Combining old fonts

Back in the days, a quarter century ago, there was no Unicode yet, no standardisation above 256 glyphs anyway. What I have is 2 weights, just normal and bold. And I have 3 styles: roman, smallcaps and italic. Together this at the moment means 6 fonts and all in a truetype and a postscript version. Some glyphs are at non-standard places in the font, because there was not enough room.
What is the proper way to make a modern version of these 6 fonts?
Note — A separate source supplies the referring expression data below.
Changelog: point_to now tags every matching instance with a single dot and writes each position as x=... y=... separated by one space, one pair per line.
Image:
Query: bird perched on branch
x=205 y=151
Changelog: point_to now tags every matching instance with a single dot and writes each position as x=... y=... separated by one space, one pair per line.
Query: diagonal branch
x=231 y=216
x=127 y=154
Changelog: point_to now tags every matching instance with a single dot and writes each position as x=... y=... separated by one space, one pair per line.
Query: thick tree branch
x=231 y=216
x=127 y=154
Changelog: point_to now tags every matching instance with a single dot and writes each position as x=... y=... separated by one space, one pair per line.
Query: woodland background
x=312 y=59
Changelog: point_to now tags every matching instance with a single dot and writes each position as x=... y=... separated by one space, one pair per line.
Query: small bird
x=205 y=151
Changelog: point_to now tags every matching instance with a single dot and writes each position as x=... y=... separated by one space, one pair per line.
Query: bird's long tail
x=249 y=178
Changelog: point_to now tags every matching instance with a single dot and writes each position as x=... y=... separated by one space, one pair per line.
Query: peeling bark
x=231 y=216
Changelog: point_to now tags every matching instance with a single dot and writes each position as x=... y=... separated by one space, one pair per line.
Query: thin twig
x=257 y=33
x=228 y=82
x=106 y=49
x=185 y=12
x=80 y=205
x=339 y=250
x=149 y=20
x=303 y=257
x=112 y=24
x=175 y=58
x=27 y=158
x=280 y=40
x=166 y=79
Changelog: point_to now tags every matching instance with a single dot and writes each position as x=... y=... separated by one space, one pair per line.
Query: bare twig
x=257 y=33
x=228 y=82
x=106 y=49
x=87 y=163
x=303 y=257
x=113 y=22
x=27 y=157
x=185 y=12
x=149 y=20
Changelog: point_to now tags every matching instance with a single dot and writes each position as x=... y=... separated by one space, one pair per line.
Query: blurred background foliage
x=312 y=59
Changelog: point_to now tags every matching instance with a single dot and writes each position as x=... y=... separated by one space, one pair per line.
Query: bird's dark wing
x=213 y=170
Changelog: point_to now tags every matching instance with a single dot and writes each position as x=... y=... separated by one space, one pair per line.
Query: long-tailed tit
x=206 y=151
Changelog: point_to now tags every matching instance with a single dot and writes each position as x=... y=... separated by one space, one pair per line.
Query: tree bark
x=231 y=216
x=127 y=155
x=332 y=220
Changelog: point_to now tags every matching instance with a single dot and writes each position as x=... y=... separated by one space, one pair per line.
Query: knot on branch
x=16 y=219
Later on I can expand it, but the base has to be good.

If you have the option to completely re-work the fonts without having to guarantee backwards compatibility with older versions, I would highly recommend combining all characters in one font file.
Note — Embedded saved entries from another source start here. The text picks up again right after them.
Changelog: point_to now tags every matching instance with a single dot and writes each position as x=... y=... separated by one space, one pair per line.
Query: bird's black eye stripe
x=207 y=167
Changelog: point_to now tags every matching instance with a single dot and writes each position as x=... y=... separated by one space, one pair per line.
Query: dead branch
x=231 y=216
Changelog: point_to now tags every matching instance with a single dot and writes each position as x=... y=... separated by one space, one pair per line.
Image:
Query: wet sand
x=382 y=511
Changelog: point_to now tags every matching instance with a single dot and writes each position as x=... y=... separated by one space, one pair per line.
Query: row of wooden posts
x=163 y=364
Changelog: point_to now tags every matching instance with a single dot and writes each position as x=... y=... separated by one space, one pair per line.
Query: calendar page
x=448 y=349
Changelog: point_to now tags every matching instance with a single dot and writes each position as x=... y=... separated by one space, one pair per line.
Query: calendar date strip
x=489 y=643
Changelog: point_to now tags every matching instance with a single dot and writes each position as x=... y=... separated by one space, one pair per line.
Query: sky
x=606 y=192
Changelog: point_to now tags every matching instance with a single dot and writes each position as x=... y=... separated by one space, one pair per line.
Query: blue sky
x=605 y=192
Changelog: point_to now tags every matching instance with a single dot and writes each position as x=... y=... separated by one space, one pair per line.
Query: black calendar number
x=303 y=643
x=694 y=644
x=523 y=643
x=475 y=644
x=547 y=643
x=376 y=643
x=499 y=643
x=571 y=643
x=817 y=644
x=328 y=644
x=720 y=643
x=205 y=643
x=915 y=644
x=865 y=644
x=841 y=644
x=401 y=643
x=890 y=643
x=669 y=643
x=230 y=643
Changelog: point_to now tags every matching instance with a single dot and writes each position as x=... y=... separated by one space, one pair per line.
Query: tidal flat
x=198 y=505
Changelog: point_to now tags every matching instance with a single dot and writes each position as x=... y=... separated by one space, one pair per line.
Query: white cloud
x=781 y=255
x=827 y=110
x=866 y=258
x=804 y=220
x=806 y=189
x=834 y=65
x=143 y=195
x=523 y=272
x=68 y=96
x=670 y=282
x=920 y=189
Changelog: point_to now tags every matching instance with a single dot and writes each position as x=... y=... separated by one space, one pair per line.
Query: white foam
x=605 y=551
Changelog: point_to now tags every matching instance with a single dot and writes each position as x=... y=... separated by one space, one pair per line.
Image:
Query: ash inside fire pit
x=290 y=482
  • discard the old glyph order
  • update the glyph names and Unicodes of all glyphs (Glyph > Update Glyph Info)
  • use OpenType features for things like small caps. Name your small caps with an .sc suffic (a.sc, etc.) and go to Font Info > Features > Update, this will automatically add the c2sc and smcp feature code.
  • verify the export naming in order to ensure style linking, among other things.
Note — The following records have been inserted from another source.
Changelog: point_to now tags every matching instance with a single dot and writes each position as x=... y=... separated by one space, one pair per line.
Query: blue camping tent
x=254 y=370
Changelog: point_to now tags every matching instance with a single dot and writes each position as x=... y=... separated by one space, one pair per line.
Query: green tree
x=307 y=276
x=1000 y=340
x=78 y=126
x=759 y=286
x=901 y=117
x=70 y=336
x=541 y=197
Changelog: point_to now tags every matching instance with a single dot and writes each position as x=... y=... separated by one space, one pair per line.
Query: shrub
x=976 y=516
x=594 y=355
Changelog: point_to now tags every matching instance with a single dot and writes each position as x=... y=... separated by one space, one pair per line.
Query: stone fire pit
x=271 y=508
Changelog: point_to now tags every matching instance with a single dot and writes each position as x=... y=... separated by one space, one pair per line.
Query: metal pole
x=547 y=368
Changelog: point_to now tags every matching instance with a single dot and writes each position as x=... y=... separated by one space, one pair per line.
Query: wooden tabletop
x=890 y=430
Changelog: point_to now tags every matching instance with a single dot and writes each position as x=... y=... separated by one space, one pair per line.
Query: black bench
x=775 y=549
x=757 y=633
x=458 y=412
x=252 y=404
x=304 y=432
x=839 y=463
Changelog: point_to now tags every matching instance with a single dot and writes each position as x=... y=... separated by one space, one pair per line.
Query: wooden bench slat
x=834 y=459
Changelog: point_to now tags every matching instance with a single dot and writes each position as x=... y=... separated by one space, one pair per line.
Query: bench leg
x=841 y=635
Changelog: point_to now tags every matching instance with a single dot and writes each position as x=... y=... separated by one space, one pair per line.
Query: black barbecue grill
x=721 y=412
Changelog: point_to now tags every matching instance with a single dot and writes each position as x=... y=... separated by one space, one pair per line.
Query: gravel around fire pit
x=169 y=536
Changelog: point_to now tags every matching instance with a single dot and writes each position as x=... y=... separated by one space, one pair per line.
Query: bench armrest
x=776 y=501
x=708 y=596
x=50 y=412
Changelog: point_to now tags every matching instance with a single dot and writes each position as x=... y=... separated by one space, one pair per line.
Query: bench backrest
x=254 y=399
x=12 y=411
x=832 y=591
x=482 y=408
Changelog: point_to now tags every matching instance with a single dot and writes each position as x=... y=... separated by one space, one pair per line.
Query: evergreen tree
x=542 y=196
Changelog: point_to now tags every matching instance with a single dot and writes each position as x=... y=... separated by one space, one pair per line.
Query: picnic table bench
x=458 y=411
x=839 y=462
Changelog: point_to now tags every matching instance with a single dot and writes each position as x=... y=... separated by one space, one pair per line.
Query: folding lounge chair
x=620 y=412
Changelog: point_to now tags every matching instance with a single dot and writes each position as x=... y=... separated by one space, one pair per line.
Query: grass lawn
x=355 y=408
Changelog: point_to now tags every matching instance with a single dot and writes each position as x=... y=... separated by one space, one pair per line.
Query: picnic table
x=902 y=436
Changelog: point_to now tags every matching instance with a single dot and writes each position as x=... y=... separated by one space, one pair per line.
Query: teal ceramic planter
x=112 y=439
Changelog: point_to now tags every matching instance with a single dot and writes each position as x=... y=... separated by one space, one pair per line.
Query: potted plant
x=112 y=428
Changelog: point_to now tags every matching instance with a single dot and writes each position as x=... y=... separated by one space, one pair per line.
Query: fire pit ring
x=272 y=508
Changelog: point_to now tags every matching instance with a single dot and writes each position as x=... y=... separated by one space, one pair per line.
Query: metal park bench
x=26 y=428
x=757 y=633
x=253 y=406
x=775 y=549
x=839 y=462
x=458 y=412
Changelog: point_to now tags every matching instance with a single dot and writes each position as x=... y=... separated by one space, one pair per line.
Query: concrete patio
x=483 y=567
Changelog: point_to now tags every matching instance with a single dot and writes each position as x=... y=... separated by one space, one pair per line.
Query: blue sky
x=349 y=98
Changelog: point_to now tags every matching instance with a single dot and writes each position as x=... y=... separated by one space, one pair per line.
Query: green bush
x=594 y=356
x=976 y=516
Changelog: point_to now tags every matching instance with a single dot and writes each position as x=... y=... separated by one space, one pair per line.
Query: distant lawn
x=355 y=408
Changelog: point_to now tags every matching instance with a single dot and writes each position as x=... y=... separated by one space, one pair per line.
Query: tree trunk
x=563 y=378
Run your fonts through fontbakery.com (TN profile, for example) in order to verify functionality.

There are two tutorials about this, with different angles:

Thank you both! The first step will be the most difficult one. I don’t have the original Fontographer 3.5 files, that computer died in january.
Completely re-working the fonts looks as the best thing to do. I am not going to alter the design at all, it works fine.
The first step is to open my regular font in Glyphs and save it under a new name? Later on I can add smallcaps and italic into that file??

Small caps: yes. See the tutorials for details on how to best name the glyphs.

Italics: typically in a different file.